Aliza Luft is a PhD candidate in the Department of Sociology and currently a Visiting Research Scholar at CUNY Graduate Center in New York City. Her research focuses on state violence, political violence, and persecution, and she is especially interested in how civilians react to state authorities’ manipulations of racial categories in high-risk contexts. Drawing on theoretical insights from political sociology, organizational sociology, and the sociology of race and ethnicity, Aliza’s research employs mixed methods to explain how and why people with no pre-existing history of violence choose to support or resist violent state regimes.
Minhtuyen (Minh) Mai | email
Minhtuyen (Minh) Mai is a second year MA student in Educational Policy Studies. Her Master’s Thesis will look at food insecurity among low-income college students. She is also interested in Asian American representation in the media, and social media in higher education.
Alyn McCarty | email | website
Alyn McCarty is a Ph.D. candidate in the Department of Sociology and an M.S. candidate in the Department of Population Health Sciences at the University of Wisconsin-Madison. Her research examines key pathways by which poverty affects children’s life chances and evaluate the effectiveness of interventions to increase low-income families’ social resources. She explores how income and racial/ethnic inequality is reproduced along multiple dimensions of stratification, including mental health, physical health, education, and family social and economic resources. In particular, she shows how schools serve as social contexts in which children grow and develop, and identifies potential unintended consequences for inequality of well-intentioned institutional practices and policies.

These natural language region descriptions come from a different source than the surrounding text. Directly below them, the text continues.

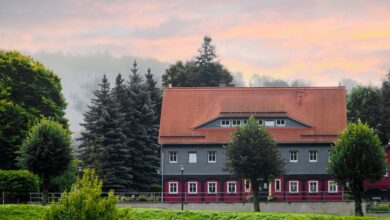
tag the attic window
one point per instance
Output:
(269, 123)
(225, 123)
(280, 123)
(236, 122)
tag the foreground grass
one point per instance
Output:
(34, 212)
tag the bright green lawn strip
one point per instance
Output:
(19, 212)
(35, 212)
(152, 214)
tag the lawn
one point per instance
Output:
(31, 212)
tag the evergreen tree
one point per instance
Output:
(385, 93)
(204, 70)
(155, 94)
(103, 144)
(143, 132)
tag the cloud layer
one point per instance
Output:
(319, 41)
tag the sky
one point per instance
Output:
(321, 41)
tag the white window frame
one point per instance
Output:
(269, 123)
(189, 187)
(280, 185)
(247, 182)
(189, 157)
(169, 156)
(215, 157)
(296, 155)
(316, 183)
(177, 187)
(279, 123)
(228, 189)
(329, 187)
(316, 155)
(225, 125)
(289, 187)
(208, 187)
(236, 122)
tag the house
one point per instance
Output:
(196, 123)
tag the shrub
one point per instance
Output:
(84, 202)
(17, 184)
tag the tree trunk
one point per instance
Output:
(45, 190)
(255, 190)
(357, 194)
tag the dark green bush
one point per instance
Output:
(84, 202)
(17, 184)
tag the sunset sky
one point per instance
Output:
(320, 41)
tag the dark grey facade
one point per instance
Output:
(203, 167)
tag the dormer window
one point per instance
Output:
(269, 123)
(280, 123)
(236, 122)
(225, 123)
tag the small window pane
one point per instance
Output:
(172, 157)
(192, 158)
(212, 157)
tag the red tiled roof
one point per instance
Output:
(323, 109)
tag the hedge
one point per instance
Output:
(17, 184)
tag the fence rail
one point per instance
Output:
(283, 196)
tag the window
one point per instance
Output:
(212, 156)
(293, 187)
(192, 187)
(293, 156)
(247, 185)
(212, 187)
(236, 122)
(313, 186)
(277, 185)
(313, 156)
(280, 123)
(231, 186)
(332, 187)
(225, 123)
(172, 157)
(173, 187)
(269, 123)
(192, 157)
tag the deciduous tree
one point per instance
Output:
(46, 151)
(253, 154)
(357, 156)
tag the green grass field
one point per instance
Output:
(32, 212)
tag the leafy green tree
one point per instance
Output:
(253, 154)
(84, 201)
(28, 91)
(13, 121)
(104, 145)
(385, 93)
(364, 103)
(204, 70)
(357, 156)
(46, 151)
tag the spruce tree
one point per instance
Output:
(143, 131)
(103, 144)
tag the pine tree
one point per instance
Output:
(143, 131)
(103, 144)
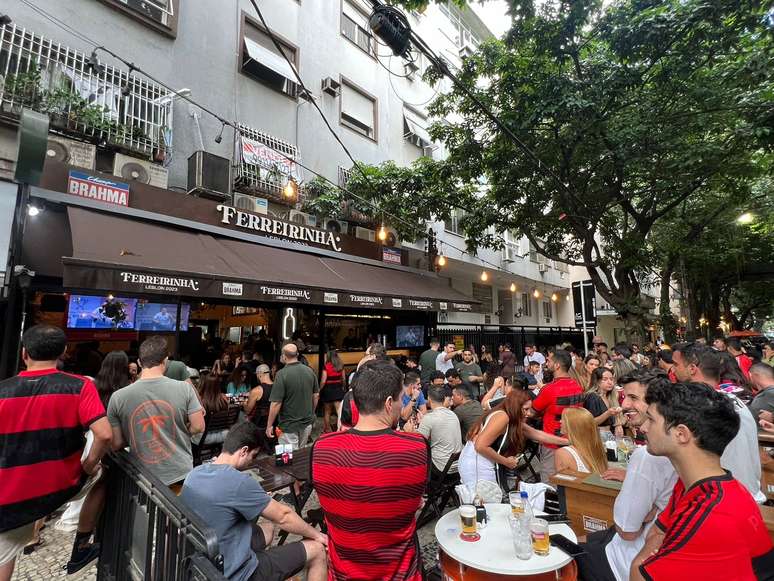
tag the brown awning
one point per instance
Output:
(112, 253)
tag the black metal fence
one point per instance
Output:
(148, 534)
(518, 337)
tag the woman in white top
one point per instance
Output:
(499, 437)
(585, 452)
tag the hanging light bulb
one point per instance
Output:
(291, 189)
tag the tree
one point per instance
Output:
(631, 111)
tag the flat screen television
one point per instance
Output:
(105, 312)
(160, 316)
(409, 336)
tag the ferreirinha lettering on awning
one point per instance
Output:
(83, 275)
(273, 227)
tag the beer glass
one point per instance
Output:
(468, 518)
(538, 528)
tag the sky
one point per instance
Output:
(493, 13)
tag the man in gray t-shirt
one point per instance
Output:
(156, 417)
(230, 501)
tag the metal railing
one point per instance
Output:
(50, 77)
(517, 336)
(269, 175)
(147, 533)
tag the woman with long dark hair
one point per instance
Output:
(112, 375)
(498, 439)
(331, 387)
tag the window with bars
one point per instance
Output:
(354, 26)
(526, 305)
(158, 14)
(358, 110)
(453, 223)
(50, 77)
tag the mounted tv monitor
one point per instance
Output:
(410, 336)
(160, 317)
(105, 312)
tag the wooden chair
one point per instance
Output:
(440, 491)
(213, 423)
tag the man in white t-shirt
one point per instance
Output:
(445, 359)
(647, 487)
(533, 354)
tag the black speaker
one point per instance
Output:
(209, 176)
(53, 303)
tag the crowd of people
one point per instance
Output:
(472, 414)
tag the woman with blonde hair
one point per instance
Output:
(601, 401)
(585, 452)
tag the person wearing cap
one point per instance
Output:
(257, 404)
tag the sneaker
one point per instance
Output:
(82, 557)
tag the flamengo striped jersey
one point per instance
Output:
(43, 417)
(713, 531)
(370, 485)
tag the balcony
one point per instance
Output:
(108, 106)
(265, 166)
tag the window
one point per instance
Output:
(358, 110)
(262, 61)
(526, 305)
(158, 14)
(354, 26)
(453, 224)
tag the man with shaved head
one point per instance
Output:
(293, 399)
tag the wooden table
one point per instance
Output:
(589, 507)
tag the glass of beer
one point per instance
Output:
(468, 518)
(538, 528)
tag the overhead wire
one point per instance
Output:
(235, 126)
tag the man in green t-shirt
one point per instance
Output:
(293, 398)
(470, 371)
(427, 360)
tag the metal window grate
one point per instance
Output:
(144, 115)
(263, 179)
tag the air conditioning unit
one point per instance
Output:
(365, 234)
(209, 176)
(338, 226)
(140, 170)
(250, 203)
(467, 50)
(71, 152)
(331, 86)
(302, 218)
(393, 239)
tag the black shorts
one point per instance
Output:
(276, 563)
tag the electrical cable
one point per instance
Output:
(235, 126)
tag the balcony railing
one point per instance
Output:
(265, 165)
(109, 104)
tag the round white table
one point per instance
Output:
(494, 552)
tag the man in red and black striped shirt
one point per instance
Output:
(370, 482)
(43, 416)
(712, 528)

Alfonso Morales | email | website
Alfonso Morales is Associate Professor of Urban and Regional Planning. Morales studies food systems, public marketplaces, and street vendors, and the role and function that they serve in economic development. Using an innovative blend of the disciplines of sociology and urban planning, Morales has created a body of books, articles, book chapters, and other writing that provides practical insight into the ways that urban agriculture, food distribution, street-level economies and social interactions contribute to and influence community and economic development. He is among a small number of researchers who employ ethnographic field research methods to help inform contemporary theoretical debates about community food systems, public markets, space use, and street vending businesses. His primary dissertation research on Chicago’s Maxwell Street Market established the foundation for what has become a wider range of studies of the social, cultural, and economic factors that involved in the interactions between public marketplaces and the areas where they are established. His new research on community and regional food systems expands his intellectual and policy agenda through the $5 million dollar USDA-AFRI grant of which he is Project Co-Principle Investigator.
Mytoan Nguyen-Akbar | email | website
Mytoan Nguyen-Akbar recently recently defended her dissertation, titled “Ambivalent Diasporics: High-Skilled ‘Return’ Migration and Social Change in Ho Chi Minh City, Vietnam.”

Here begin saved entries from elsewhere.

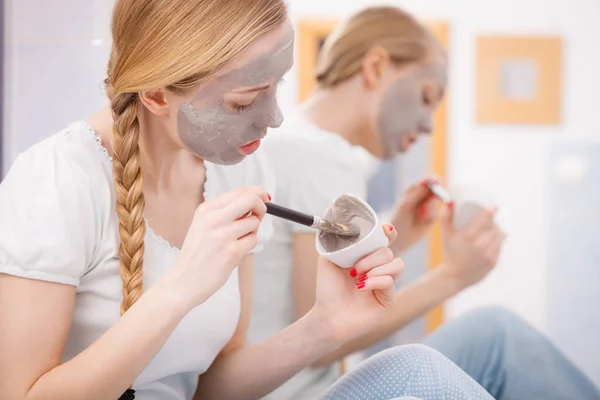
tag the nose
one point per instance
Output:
(426, 125)
(272, 119)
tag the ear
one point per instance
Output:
(374, 64)
(155, 101)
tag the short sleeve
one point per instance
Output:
(47, 221)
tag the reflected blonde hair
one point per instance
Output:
(399, 33)
(173, 44)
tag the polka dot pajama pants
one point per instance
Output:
(403, 373)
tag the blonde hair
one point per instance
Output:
(174, 44)
(400, 34)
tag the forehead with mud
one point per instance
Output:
(346, 210)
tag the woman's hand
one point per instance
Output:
(350, 302)
(222, 232)
(415, 213)
(472, 252)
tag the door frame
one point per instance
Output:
(311, 32)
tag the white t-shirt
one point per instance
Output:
(312, 168)
(59, 224)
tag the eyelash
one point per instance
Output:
(247, 107)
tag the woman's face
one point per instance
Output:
(406, 102)
(224, 119)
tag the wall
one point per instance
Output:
(507, 161)
(58, 53)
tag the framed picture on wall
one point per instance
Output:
(312, 33)
(519, 80)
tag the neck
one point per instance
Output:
(161, 157)
(335, 110)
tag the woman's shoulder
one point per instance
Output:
(53, 205)
(71, 157)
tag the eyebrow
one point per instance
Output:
(252, 89)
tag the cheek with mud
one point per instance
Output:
(214, 130)
(346, 210)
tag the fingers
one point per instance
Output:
(251, 202)
(390, 232)
(377, 258)
(243, 227)
(430, 210)
(246, 244)
(376, 283)
(446, 218)
(393, 269)
(495, 246)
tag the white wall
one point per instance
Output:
(55, 70)
(56, 54)
(507, 161)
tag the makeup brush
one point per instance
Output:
(311, 221)
(440, 192)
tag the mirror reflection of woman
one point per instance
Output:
(381, 75)
(127, 244)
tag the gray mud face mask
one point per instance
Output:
(213, 130)
(402, 110)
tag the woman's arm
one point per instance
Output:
(409, 303)
(38, 317)
(252, 371)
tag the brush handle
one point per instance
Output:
(290, 215)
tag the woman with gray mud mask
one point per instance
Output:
(381, 75)
(128, 239)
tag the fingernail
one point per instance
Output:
(422, 212)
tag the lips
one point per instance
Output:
(249, 148)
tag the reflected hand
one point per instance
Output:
(472, 252)
(415, 213)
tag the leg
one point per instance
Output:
(509, 358)
(406, 372)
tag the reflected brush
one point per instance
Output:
(440, 192)
(312, 221)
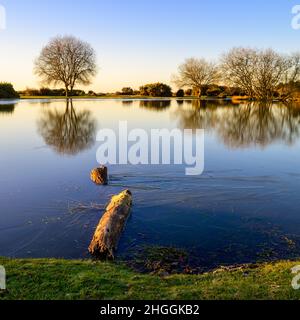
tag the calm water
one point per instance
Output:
(244, 208)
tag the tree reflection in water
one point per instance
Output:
(155, 105)
(243, 125)
(69, 132)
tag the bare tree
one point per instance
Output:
(292, 75)
(196, 73)
(260, 72)
(66, 60)
(238, 69)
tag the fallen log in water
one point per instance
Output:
(111, 225)
(99, 175)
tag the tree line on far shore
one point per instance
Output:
(253, 73)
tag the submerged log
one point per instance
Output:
(99, 175)
(111, 225)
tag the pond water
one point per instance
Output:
(245, 207)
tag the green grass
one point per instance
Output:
(71, 279)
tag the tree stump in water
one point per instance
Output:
(111, 225)
(99, 175)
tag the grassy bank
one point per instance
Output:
(68, 279)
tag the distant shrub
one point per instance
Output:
(7, 91)
(127, 91)
(188, 92)
(156, 90)
(180, 93)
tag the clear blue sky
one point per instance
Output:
(139, 41)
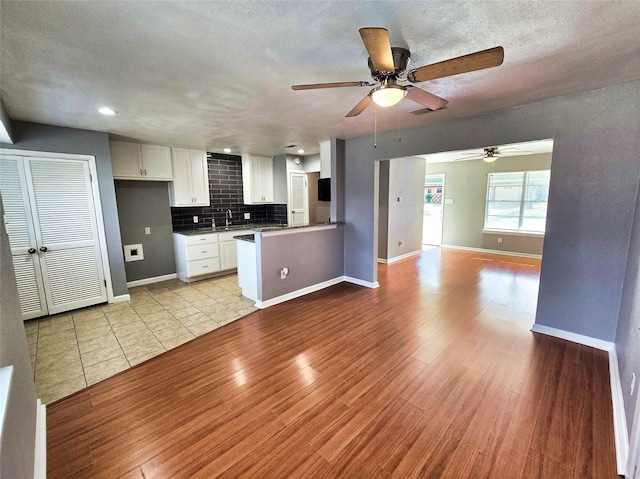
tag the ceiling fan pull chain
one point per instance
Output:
(375, 126)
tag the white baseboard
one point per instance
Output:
(40, 460)
(155, 279)
(360, 282)
(620, 431)
(121, 298)
(573, 337)
(300, 292)
(398, 258)
(621, 435)
(493, 251)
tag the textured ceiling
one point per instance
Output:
(218, 74)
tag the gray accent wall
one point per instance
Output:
(466, 185)
(293, 251)
(56, 139)
(591, 200)
(401, 184)
(18, 438)
(628, 336)
(146, 204)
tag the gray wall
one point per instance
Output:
(466, 184)
(55, 139)
(628, 337)
(293, 251)
(18, 440)
(591, 200)
(140, 204)
(400, 178)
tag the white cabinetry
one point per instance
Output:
(257, 179)
(190, 186)
(196, 255)
(136, 161)
(228, 252)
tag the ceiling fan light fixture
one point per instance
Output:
(388, 94)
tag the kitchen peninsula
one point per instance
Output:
(282, 263)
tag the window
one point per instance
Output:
(517, 201)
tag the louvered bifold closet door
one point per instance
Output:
(65, 222)
(22, 238)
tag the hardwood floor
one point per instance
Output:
(434, 374)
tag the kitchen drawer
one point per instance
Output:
(201, 239)
(228, 235)
(203, 266)
(202, 251)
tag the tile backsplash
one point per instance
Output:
(225, 192)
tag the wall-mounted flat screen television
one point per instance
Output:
(324, 189)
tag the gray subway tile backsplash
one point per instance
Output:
(225, 192)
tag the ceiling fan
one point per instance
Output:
(388, 65)
(492, 153)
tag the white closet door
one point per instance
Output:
(298, 199)
(65, 223)
(22, 238)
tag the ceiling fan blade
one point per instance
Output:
(315, 86)
(376, 41)
(360, 107)
(464, 64)
(424, 98)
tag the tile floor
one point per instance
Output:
(70, 351)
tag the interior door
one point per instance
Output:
(65, 223)
(22, 237)
(298, 199)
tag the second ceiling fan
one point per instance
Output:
(392, 82)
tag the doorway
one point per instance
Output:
(433, 210)
(298, 199)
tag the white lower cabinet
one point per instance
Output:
(203, 254)
(196, 255)
(228, 252)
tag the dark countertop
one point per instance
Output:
(308, 225)
(248, 238)
(258, 228)
(222, 229)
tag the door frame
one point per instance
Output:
(443, 176)
(305, 196)
(95, 189)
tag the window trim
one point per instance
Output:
(518, 232)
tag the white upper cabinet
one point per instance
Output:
(257, 179)
(190, 186)
(135, 161)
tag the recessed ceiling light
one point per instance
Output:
(105, 110)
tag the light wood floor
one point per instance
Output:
(434, 374)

Heather O’Connell | email | website
Heather studies racial inequality and poverty with a focus on how each is differentially distributed across places. In her work she aims to identify the social, economic, and political factors that explain why some places have higher levels of racial inequality or poverty than other places. In addition, she addresses how context, most notably the historical slavery context, continues to affect contemporary inequality and poverty generating processes.

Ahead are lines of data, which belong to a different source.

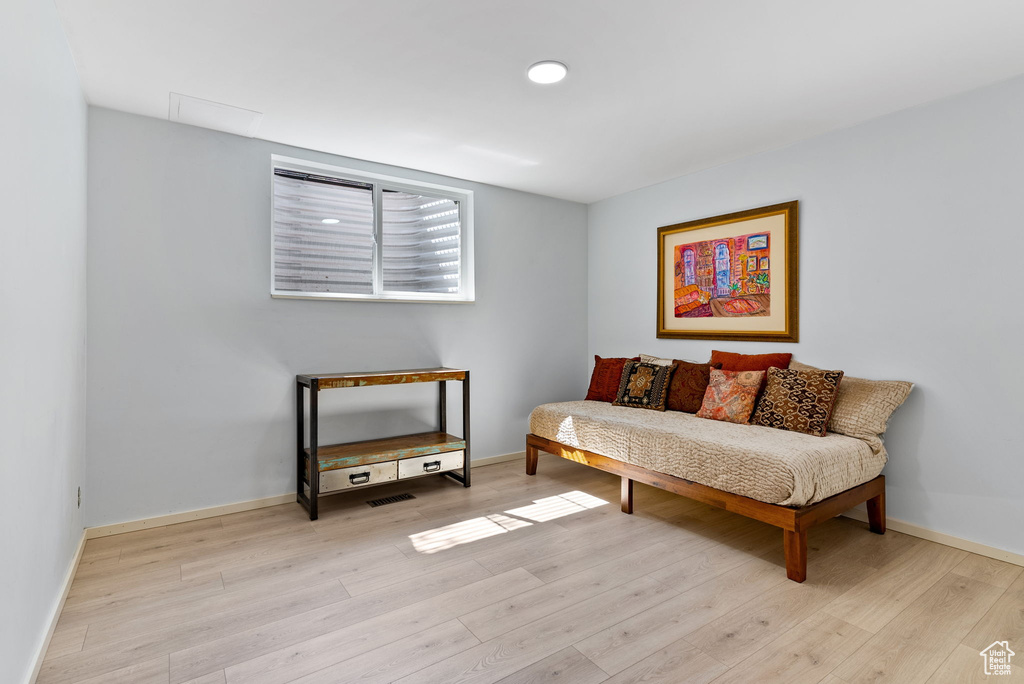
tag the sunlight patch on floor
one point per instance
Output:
(557, 507)
(475, 529)
(448, 537)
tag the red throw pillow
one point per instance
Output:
(687, 387)
(734, 361)
(604, 380)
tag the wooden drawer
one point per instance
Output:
(347, 478)
(426, 465)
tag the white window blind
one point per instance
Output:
(312, 256)
(421, 243)
(348, 234)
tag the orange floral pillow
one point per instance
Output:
(730, 395)
(644, 385)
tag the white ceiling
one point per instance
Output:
(656, 88)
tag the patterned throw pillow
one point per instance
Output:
(688, 385)
(604, 380)
(863, 407)
(643, 386)
(799, 400)
(730, 395)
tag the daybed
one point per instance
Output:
(787, 479)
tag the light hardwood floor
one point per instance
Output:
(525, 580)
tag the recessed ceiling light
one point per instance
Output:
(548, 71)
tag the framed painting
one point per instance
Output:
(731, 278)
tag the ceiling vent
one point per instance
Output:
(206, 114)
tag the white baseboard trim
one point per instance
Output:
(492, 460)
(214, 511)
(941, 538)
(199, 514)
(69, 578)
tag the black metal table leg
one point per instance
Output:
(465, 428)
(300, 442)
(313, 462)
(442, 405)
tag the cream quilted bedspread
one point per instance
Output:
(774, 466)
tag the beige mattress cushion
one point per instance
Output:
(773, 466)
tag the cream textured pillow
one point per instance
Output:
(863, 407)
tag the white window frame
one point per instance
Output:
(463, 197)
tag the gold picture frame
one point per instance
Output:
(714, 280)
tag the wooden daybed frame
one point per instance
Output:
(794, 521)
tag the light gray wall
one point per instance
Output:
(911, 253)
(42, 325)
(192, 364)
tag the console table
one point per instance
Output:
(351, 465)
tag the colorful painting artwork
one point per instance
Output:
(721, 278)
(732, 276)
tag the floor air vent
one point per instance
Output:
(390, 500)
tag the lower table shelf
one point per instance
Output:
(358, 464)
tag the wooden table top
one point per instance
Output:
(367, 378)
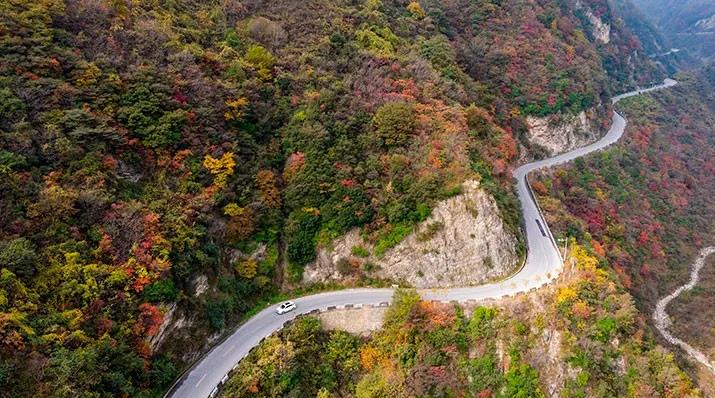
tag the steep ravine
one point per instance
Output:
(543, 264)
(663, 321)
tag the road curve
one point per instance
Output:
(543, 264)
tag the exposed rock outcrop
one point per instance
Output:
(561, 133)
(601, 31)
(360, 321)
(464, 242)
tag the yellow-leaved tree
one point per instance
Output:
(221, 168)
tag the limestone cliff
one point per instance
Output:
(561, 133)
(464, 242)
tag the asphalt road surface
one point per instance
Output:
(543, 264)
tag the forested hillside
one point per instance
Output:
(177, 162)
(647, 205)
(687, 24)
(583, 339)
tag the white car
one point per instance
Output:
(288, 306)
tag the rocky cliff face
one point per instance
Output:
(464, 242)
(561, 133)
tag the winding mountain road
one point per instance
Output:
(543, 264)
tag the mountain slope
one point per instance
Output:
(167, 166)
(688, 24)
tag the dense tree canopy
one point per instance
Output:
(192, 154)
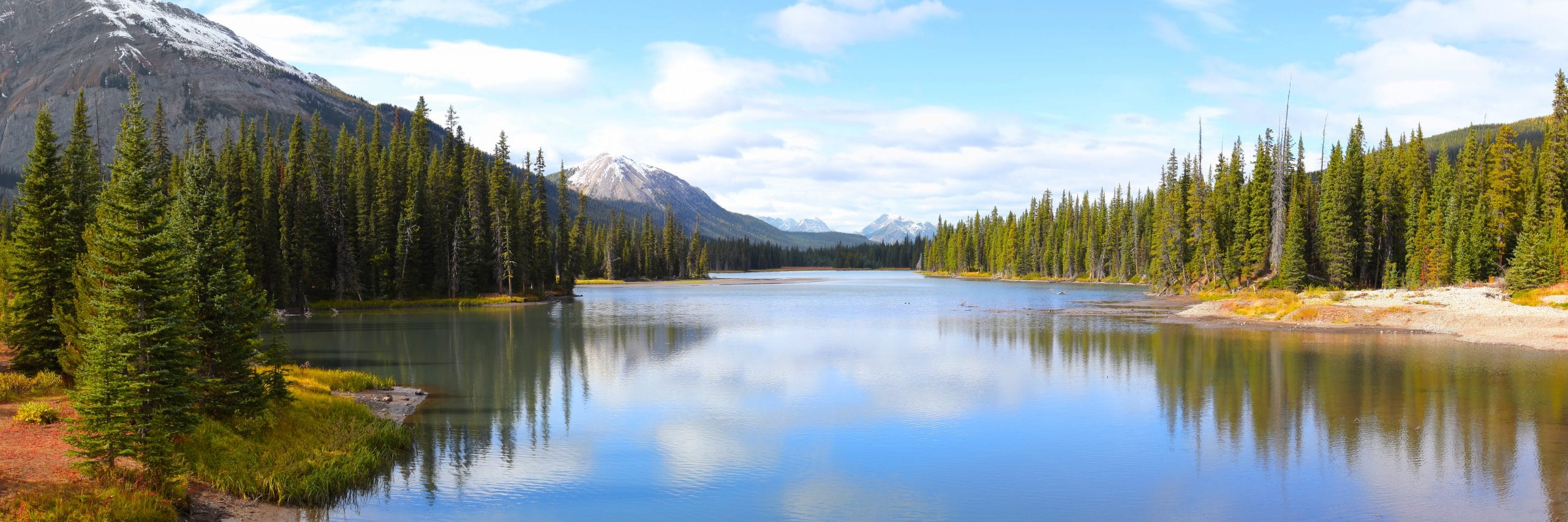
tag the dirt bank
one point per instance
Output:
(704, 283)
(1479, 316)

Pamela Oliver | email | website
Pamela Oliver is a professor. She developed “critical mass” theories of collective action and social movements that stressed the role of organizers, and has written other pieces on social movements theory. She has studied news coverage of protests and other public events. She teaches an undergraduate course “Ethnic Movements in the US” that applies social movement theory to understanding racial/ethnic conflict and politics in the US. Her current research focuses on racial disparities in incarceration and on linking theories of repression with theories of crime control and on developing theory that puts ethnicity and minority/majority dynamics at the center of social movement theory. She has had extensive involvement doing public sociology in Wisconsin around racial disparity issues, including more than a hundred public presentations and involvement in a number of public organizations, boards and commissions over the past decade.
Jason is a PhD candidate at the University of Wisconsin-Madison. His research focuses on the intersection between race and sexuality in queer populations. Jason’s current project is an ethnography of Chicago’s gay neighborhood Boystown, focused on how sexual assimilation of queer enclaves reinforces racial assimilation and gentrification. American LGBTQ communities are trading their unique sexual cultures for “normality.” IHeargue that sex—the act, not merely alternative identities—helps constitute communities. Alternative sexual cultures infuse spaces with a sexiness that fosters diversity, but, paradoxically, queer people protect these spaces in discriminatory ways. As Boystown adopts a more heterosexual sexual culture, Chicago’s LGBTQ communities perceive the area as whiter.
Johanna Quinn | email
Johanna Quinn is a doctoral student in the Department of Sociology at UW-Madison. Her research examines United State’s teachers as a gendered and racialized labor force and seeks to understand their experiences of teaching in a stratified labor market. Her work investigates how changing relations of accountability and authority in schools and policies like No Child Left Behind (NCLB) and Race to the Top (RTTP) impact teachers’ work and lives.
Katrina Quisumbing King | email
Katrina Quisumbing King is a doctoral student in Sociology and Community and Environmental Sociology at the University of Wisconsin-Madison. Her areas of interest include race and ethnicity, migration, and agro-food systems, especially in urban spaces. In one of her current research projects, katrina investigates urban agricultural activities as a site for understanding immigrant adaptation in three aspects: (1) the socio-cultural dimension of incorporation, which includes identity formation and processes of group-making; (2) the political participation of immigrants in community gardens, for example; and (3) economic integration as seen in the market or through self-provisioning.
Megan Noriko Shoji | email | curriculum vitae
Megan is a PhD Candidate in the Department of Sociology and an Advanced Fellow of the Interdisciplinary Training Program in Education Sciences. Megan’s research focuses on identifying mechanisms of educational stratification and areas of potential intervention. In particular she is interested in the role of social and cultural resources in the production of racial/ethnic inequality in U.S. schools. In her dissertation, “Nice to Meet You? Exploring the Development of Supportive Parent-School Relationships in Low-Income Latino Communities,” she uses mixed-methods to explore how inequalities in family-school connections are produced during early elementary school and how a family engagement program intervenes on this process.
Gina Spitz | email | curriculum vitae
Gina is a PhD Candidate in Sociology and Community and Environmental Sociology. Gina’s dissertation research uses a qualitive neighborhood study to explore the question, how does the racial diversity of a neighborhood relate to the cross-racial ties and cross-racial interactions present there? She proposes to distinguish between technical racial integration – racially diverse people living next to each other and social racial integration – people of different racial groups interacting with each other and forming relationships. In doing so, she challenges the sociological literature to understand neighborhood diversity in a more social way. She also questions how place matters to the formation and presence of cross-racial relationships.
Casey Stockstill | email
Casey Stockstill is a graduate student in the Department of Sociology at UW-Madison. Her interest areas include social psychology, race and ethnic studies, gender, and family. Casey has three current projects: (1) an experiment examining how multiracials’ presentations of their racial background affect their perceived status and competence; (2) a project with Katie Fallon about how single, heterosexual, professional women in New York City approach dating; and (3) an ethnography of the social lives of preschool children.